I should also mention that the EU has much stricter  animal welfare laws than in the US. While there are a laudable number of farmers in the US who pride themselves on raising poultry, cattle, hogs  and sheep for consumption in a healthier environment, it is a voluntary movement. In the EU growth hormones are banned and antibiotic use is severely limited to treat specific diseases. And despite the millions spent by Bayer-Monsanto, glyphosate is under review and other pesticides allowed in the US are strictly prohibited. 
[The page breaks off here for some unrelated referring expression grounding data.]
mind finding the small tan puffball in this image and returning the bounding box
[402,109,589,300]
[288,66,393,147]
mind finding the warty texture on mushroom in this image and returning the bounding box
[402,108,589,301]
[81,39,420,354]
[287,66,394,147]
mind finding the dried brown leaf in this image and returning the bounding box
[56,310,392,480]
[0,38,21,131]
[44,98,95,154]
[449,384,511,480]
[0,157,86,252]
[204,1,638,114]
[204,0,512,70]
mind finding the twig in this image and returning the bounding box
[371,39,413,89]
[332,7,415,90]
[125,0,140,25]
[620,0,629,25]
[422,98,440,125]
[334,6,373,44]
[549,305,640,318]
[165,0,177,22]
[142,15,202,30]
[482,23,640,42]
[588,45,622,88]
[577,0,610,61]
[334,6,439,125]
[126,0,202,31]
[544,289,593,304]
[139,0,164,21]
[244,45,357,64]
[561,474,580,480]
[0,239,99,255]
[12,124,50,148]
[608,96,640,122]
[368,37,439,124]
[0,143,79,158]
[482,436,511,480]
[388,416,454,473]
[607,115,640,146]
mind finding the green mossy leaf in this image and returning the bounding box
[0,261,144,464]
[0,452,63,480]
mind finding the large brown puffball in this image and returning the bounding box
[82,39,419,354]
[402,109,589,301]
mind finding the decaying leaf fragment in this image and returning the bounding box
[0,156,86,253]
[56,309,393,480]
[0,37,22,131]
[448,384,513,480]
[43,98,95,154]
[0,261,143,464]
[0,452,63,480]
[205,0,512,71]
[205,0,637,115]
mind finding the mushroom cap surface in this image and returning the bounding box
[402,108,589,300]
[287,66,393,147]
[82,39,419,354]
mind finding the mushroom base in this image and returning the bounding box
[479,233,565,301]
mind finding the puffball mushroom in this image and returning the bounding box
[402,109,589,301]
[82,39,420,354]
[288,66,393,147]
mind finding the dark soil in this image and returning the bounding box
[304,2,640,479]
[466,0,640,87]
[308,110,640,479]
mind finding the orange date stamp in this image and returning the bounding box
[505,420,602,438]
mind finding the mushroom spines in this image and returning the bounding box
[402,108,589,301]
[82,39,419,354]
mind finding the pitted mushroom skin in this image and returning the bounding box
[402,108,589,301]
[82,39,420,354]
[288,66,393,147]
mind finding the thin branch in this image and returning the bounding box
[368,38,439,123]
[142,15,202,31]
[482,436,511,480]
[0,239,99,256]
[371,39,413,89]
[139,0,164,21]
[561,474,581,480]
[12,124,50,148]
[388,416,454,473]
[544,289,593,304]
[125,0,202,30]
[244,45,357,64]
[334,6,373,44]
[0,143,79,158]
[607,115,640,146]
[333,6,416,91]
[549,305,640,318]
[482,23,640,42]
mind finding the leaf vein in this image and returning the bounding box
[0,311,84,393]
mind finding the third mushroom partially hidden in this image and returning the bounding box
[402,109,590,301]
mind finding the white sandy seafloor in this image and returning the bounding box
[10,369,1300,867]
There certainly is a good fight going on in US farming to emulate the stiffer standards in the EU, but of course  the American agricultural lobby is working just as hard to soften the legitimate bans set up by the EU. Organizations like the  Real Organic Project are arguing  against using the term organic for hydroponic crops (currently allowed by the USDA but not the EU).  One only has to listen to the whining by our current administration over the prohibition of American beef in Europe to get a glimpse of the sides in these debates. I applaud the regulatory forces in the EU and the brave souls in the US agricultural sector who are raising alarms over the state of our food regulations.  My distaste for peanut butter and Nutella might have wavered slightly, but I remain steadfast in my aversion to the peanut butter, banana and mayonnaise sandwich — even if it’s made with EU approved Jif and Mayo.